Alternative Application (Jeremiah 1:4-10)
A woman once came running up to Arthur Rubinstein after he finished another spectacular concert. “Oh, Mr. Rubinstein!” she said, “I’ve always wanted to play the piano! I’d give anything if I could play like you did this evening!”
“No, you wouldn’t,” he replied. “I know what I’ve had to give up to be able to play like this, and if that’s what you really wanted, you would have done the same.”
How true! The great pianist knew his goal. He knew where he wanted to be in life, and then he kept making the necessary choices. He practiced his scales. He put in his hours at the keyboard. He did what he had to do.
Generations ago, young William Borden went to Yale University. He was the wealthy son of a powerful family. He could choose to do anything with his life. After he graduated, he chose to become a missionary of the gospel of Jesus Christ. His friends thought he was crazy. “Why throw away your life like that!” they asked.

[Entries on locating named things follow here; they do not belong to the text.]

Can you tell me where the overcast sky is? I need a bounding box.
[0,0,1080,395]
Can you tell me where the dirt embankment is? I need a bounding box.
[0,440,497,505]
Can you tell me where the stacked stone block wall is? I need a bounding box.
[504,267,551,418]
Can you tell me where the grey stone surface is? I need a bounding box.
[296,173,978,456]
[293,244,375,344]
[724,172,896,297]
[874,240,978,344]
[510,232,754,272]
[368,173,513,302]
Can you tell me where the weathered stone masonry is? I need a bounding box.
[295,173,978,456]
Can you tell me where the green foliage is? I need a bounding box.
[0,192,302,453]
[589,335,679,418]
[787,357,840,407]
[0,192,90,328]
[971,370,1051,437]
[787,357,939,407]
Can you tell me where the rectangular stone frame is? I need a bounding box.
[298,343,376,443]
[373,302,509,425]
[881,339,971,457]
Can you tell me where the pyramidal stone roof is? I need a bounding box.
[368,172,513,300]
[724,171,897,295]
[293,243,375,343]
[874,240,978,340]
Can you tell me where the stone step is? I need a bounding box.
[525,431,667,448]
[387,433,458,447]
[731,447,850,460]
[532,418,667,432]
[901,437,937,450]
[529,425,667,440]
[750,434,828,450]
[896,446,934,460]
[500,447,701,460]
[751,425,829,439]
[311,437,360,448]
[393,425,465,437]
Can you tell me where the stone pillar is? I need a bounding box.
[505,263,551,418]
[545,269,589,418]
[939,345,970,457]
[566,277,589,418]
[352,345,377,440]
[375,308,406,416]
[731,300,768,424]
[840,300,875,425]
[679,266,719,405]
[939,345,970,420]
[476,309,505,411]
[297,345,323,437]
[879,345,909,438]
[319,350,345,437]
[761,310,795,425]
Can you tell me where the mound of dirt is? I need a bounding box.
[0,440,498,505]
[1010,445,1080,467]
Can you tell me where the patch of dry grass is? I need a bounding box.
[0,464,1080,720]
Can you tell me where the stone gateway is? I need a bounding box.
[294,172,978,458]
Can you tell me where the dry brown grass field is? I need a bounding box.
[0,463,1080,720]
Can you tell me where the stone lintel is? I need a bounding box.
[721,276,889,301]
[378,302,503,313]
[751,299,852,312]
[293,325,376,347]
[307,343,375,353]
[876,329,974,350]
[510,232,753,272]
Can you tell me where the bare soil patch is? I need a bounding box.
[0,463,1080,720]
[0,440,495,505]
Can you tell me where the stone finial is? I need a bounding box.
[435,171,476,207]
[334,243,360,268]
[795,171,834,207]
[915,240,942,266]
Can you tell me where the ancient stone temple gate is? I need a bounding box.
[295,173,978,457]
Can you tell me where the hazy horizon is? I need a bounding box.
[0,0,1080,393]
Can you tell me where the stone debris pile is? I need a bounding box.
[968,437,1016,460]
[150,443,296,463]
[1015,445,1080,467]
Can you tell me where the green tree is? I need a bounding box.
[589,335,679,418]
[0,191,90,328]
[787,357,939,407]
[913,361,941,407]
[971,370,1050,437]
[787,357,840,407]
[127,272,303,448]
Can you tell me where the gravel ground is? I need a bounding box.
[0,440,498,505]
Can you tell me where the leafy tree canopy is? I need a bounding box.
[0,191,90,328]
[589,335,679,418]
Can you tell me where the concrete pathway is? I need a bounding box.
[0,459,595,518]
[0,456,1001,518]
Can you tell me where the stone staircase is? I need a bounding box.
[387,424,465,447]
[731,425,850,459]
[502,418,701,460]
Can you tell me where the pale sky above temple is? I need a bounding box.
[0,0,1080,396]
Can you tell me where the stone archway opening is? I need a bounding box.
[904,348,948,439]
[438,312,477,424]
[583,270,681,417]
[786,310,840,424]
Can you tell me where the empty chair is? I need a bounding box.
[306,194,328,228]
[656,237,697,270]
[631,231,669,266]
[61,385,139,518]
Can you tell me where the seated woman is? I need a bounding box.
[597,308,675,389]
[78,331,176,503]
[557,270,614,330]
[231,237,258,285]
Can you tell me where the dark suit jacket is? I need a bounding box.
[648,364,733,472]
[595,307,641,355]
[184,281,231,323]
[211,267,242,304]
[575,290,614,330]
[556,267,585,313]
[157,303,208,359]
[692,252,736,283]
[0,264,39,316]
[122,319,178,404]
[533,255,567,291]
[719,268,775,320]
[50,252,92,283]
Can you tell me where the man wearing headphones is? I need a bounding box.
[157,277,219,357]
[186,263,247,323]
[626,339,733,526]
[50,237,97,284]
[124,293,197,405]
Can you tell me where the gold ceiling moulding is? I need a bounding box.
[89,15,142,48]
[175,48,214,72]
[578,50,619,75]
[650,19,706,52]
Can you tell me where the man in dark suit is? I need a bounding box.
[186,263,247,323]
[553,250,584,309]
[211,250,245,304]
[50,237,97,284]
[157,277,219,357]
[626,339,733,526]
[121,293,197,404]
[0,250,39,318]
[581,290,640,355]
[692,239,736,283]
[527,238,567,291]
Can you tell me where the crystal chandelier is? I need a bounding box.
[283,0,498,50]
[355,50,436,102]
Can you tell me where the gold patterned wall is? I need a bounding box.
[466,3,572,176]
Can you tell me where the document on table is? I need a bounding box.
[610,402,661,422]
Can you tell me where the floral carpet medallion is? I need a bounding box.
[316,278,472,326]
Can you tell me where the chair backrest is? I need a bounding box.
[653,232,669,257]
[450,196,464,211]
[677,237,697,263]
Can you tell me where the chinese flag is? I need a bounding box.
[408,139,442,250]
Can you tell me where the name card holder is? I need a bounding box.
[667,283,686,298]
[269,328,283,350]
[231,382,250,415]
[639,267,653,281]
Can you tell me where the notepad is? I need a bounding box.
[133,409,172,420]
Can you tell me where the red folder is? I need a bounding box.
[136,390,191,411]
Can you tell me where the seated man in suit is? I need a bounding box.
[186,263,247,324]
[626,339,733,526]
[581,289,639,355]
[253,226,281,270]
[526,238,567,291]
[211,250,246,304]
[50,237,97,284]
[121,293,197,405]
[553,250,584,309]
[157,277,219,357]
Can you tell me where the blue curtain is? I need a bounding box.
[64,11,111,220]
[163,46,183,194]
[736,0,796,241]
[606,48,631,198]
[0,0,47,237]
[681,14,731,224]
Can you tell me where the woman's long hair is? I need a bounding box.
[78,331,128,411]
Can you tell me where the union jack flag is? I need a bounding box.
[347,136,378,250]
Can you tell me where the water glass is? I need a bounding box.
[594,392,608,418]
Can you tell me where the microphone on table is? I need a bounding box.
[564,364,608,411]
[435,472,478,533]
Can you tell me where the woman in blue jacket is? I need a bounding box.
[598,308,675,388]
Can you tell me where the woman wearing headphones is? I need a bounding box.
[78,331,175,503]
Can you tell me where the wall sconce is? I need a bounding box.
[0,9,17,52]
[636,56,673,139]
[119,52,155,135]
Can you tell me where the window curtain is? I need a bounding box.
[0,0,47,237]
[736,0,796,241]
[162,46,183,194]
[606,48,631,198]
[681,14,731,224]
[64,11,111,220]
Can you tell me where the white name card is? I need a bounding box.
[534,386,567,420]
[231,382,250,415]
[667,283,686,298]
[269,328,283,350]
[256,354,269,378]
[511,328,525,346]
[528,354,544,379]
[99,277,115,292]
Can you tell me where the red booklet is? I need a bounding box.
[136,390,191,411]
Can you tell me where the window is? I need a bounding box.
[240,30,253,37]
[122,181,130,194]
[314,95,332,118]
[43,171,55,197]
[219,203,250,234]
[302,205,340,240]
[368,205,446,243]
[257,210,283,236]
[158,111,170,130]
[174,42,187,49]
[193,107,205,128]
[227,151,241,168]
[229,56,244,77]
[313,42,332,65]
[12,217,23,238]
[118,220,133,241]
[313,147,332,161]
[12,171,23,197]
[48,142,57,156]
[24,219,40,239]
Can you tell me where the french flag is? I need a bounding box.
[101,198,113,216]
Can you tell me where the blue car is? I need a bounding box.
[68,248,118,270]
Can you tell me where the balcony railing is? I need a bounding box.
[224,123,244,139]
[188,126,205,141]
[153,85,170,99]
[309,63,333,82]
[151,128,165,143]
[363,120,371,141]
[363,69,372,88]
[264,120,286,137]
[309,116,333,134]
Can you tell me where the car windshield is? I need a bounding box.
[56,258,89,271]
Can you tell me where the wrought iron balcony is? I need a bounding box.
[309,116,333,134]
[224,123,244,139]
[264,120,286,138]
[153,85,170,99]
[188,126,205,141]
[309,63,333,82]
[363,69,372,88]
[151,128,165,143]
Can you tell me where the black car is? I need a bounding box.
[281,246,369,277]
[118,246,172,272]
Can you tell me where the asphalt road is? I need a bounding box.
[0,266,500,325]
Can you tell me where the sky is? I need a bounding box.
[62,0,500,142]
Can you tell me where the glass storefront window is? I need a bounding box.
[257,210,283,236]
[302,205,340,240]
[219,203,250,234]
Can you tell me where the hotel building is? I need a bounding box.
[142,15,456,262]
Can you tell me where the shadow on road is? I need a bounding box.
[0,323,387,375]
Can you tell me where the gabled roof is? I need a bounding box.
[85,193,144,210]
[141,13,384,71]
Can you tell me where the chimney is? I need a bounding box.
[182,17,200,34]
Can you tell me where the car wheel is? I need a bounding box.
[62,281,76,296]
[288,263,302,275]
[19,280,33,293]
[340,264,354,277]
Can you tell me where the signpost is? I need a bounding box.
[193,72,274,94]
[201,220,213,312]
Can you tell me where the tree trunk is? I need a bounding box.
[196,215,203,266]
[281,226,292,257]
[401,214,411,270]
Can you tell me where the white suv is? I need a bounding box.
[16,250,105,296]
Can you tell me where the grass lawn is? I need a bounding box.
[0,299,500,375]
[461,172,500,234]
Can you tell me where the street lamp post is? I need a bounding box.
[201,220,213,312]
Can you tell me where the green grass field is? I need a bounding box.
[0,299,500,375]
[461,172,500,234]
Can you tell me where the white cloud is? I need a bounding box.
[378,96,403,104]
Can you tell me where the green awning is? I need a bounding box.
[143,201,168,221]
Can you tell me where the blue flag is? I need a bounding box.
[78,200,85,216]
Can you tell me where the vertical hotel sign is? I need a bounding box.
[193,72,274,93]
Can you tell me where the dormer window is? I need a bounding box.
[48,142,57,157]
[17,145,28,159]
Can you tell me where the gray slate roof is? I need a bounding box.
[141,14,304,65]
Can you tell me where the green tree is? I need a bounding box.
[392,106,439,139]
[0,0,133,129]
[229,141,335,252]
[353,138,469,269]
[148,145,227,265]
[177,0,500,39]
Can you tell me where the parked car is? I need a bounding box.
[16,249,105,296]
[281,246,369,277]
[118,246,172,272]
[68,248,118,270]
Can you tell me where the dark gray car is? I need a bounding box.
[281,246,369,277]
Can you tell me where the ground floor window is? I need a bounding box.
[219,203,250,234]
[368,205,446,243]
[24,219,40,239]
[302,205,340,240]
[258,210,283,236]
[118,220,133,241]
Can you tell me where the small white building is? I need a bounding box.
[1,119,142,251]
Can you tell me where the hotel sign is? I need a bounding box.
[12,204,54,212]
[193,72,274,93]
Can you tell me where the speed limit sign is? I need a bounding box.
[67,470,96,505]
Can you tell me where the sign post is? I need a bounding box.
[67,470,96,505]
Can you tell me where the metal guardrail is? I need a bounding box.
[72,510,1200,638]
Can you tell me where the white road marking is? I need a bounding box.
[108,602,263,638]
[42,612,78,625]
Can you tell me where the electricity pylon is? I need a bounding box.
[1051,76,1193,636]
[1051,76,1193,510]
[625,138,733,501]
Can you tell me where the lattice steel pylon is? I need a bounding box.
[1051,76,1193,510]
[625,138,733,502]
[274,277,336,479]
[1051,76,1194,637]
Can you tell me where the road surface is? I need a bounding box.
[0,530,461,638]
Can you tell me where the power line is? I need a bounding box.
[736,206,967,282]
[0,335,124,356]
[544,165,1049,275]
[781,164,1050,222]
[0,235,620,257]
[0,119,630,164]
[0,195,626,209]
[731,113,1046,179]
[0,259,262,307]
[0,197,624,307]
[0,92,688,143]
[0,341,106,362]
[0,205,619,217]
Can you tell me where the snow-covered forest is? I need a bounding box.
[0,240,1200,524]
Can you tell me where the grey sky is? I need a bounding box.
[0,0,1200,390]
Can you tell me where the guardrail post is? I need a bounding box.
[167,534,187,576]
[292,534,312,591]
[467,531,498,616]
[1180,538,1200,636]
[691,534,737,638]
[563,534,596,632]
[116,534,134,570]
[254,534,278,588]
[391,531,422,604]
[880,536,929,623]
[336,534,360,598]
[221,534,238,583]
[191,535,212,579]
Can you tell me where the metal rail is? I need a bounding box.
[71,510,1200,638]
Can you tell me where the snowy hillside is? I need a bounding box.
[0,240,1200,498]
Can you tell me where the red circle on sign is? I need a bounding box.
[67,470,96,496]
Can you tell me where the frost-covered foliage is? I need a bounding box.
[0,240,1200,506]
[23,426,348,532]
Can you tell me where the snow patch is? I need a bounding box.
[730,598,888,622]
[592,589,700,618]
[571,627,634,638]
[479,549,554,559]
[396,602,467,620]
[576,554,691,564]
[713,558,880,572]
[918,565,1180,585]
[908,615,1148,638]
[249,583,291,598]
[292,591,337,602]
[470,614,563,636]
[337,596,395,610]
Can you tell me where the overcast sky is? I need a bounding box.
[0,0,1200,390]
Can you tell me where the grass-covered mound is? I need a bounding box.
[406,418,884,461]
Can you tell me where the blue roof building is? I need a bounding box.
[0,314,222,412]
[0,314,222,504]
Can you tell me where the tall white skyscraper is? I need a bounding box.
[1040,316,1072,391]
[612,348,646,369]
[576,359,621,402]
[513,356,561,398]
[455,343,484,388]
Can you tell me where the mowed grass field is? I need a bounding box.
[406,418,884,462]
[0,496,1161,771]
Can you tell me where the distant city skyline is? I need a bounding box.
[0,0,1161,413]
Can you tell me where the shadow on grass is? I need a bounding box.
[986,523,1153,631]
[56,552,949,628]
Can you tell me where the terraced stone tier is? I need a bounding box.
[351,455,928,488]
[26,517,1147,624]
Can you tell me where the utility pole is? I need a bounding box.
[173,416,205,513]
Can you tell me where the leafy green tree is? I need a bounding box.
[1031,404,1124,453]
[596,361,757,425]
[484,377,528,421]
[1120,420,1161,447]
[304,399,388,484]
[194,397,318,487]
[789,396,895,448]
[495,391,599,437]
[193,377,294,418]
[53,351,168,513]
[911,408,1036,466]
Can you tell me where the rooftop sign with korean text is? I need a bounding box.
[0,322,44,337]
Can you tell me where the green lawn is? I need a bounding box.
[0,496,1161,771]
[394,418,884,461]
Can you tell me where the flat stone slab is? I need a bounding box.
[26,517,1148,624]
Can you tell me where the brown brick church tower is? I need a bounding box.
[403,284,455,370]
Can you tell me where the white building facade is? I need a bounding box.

But Borden knew his future. He determined his destiny. He made his choices, and his goals laid hold of him. He set out on a long journey to China, a trip that would take many months. By the time he got to Egypt some disease ravaged his body. He was placed in a hospital. Soon it became obvious that he would never recover. William Borden would die a foreigner in Egypt. He never reached his goal, and he never went back home.
He could have thought, “What a waste. I should have listened to my family. I should have stayed in America. Why did God do this to me!”
Those, however, were not his dying thoughts. His last conscious act was to write a little note. Seven words that were spoken at his funeral. Seven words that summarized his life, his goals, his choices, and his identity: “No reserve, no retreat, and no regrets!”
Can you say that? “No reserve, no retreat, and no regrets!”
Does that describe who you are? Can you see your future? Have you determined your destiny? Then continue your journey protected by this old Irish blessing:
May the road rise to meet you.
May the wind be always at your back.
May the sun shine warm on your face,
and the rain fall softly on your fields;
And until we meet again,
may God hold you in the palm of his hand!